The U.S. Preventive Services Task Force,1 Healthy People 2010,2 and the World Health Organization3 all recommend that more attention be focused on prevention of unintended pregnancy. Although unintended pregnancy has declined over the past decade, U.S. rates remain much higher than those in other developed countries—particularly among low-income women and teenagers.4,5 Analysis of these disparities can help guide the efforts of family physicians to prevent unintended pregnancy.
Unintended pregnancy is associated with health risks for mothers and children, including domestic violence, drug and alcohol use, delayed prenatal care, and low birth weight.5 Furthermore, a study comparing cohorts born before and after 1973 suggests that unwanted children are more likely to commit crimes as youths and young adults.6 These negative medical and psychosocial correlations underscore the importance of this issue—not just for women, but also for their families and society. Family physicians should put themselves at the forefront of the effort to make every child a wanted child.
The National Survey of Family Growth provides the most recent information on unintended pregnancy in the United States. Between 1987 and 1994, the percentage of unintended pregnancies decreased from 57 to 49 percent.5 About one half of unintended pregnancies end in abortion. The U.S. abortion rate fell by 17 percent from 1992 to 2000 (from 25.7 to 21.3 abortions per 1,000 women 15 to 44 years of age), reaching its lowest level since the 1970s.7
This decline varied considerably by subgroup. High-income women, college-educated women, and teenagers had the greatest decline. In contrast, the abortion rate increased in low-income women and low-income teenagers. Until the mid-1980s, U.S. abortion rates varied little across economic subgroups. After 1987, the rates started to diverge, and by 2000, the rate of abortion among low-income women was nearly double that in wealthy women. The ethnic differences in abortion rates diminish greatly when statistics control for income level.4 The economic disparities in U.S. abortion rates parallel the widening gap between rich and poor, and limitations in access to basic health care.
During the 1990s, women increased their use of contraception and became more likely to choose the most effective methods. In addition, the level of sexual activity among teenagers declined, their use of contraception at first episode of intercourse increased, and an increasing percentage of sexually active teenagers used more effective contraceptive methods. An Alan Guttmacher Institute group analyzed the decline in teenage pregnancy from 1988 to 1995, concluding that improved contraception among sexually active teenagers accounted for 75 percent of the decline and that increased abstinence explained the remaining 25 percent.8
Dedicated products for emergency post-coital contraception were released in the late 1990s. Despite the low level of public awareness of emergency contraception and significant barriers to its use (i.e., availability only by prescription, unreliable stocking in pharmacies), this option had a positive effect on the rate of unintended pregnancy. In 2000, emergency contraception prevented approximately 51,000 pregnancies.7
Little is known about the most effective ways to promote methods of preventing unintended pregnancy. Although community-based programs abound, evaluation has been sparse and outcomes often disappointing. Recent reviews of programs to prevent teenage pregnancy, including those with abstinence-based and multifaceted content, reveal mixed results. There is a similar knowledge gap about how physicians can optimize contraceptive counseling. However, one study suggests that providing women with comprehensive information about contraceptive options and using a patient-centered, respectful approach correlates with better adherence.9
Implications for Physicians
Focus preventive efforts on high-risk groups (especially teenagers and low-income women).
Regularly ask all patients of reproductive age (men and women) about contraception needs, even at office visits initiated for other reasons.

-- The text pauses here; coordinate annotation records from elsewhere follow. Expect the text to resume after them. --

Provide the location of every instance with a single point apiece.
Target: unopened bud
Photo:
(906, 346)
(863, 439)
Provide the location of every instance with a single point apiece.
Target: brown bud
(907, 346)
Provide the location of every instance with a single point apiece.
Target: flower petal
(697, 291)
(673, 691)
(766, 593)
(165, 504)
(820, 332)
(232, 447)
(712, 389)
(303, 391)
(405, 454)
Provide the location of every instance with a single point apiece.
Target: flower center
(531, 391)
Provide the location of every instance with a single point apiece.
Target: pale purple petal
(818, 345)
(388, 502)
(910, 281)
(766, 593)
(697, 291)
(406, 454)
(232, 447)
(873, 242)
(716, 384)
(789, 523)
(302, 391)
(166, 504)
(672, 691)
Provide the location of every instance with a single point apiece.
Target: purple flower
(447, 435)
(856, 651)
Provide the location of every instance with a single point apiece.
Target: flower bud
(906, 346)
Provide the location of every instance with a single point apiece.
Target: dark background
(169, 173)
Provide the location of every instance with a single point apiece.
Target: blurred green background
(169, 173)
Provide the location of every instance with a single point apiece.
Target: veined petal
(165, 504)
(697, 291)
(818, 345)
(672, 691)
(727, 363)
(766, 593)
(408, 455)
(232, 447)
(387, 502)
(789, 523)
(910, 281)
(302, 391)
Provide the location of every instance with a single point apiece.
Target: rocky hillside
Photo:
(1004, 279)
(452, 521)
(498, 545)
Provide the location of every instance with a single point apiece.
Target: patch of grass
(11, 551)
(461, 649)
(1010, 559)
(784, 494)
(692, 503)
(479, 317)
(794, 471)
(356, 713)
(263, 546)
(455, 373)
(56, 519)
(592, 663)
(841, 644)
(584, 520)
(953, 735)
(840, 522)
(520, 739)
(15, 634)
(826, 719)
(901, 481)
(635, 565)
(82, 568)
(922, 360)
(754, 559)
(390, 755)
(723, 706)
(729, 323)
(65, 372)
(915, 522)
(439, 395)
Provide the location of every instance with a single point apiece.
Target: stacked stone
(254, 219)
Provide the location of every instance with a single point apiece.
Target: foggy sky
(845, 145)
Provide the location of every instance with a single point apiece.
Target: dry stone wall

Use a patient-centered strategy to help patients choose a contraceptive method, acknowledging concerns that can interfere with adherence.
Inform patients about efficacy rates for different methods and recommend use of high-efficacy options.
Encourage patients to call or return to the office if they experience problems with the method chosen.
Prescribe emergency postcoital contraception when indicated. Employ advance prescription of emergency contraception as a backup, especially for patients using barrier methods.
Lowering the rate of unintended pregnancy requires an effective partnership between patients and physicians. Research on the most effective preventive strategies is essential for further progress in this area.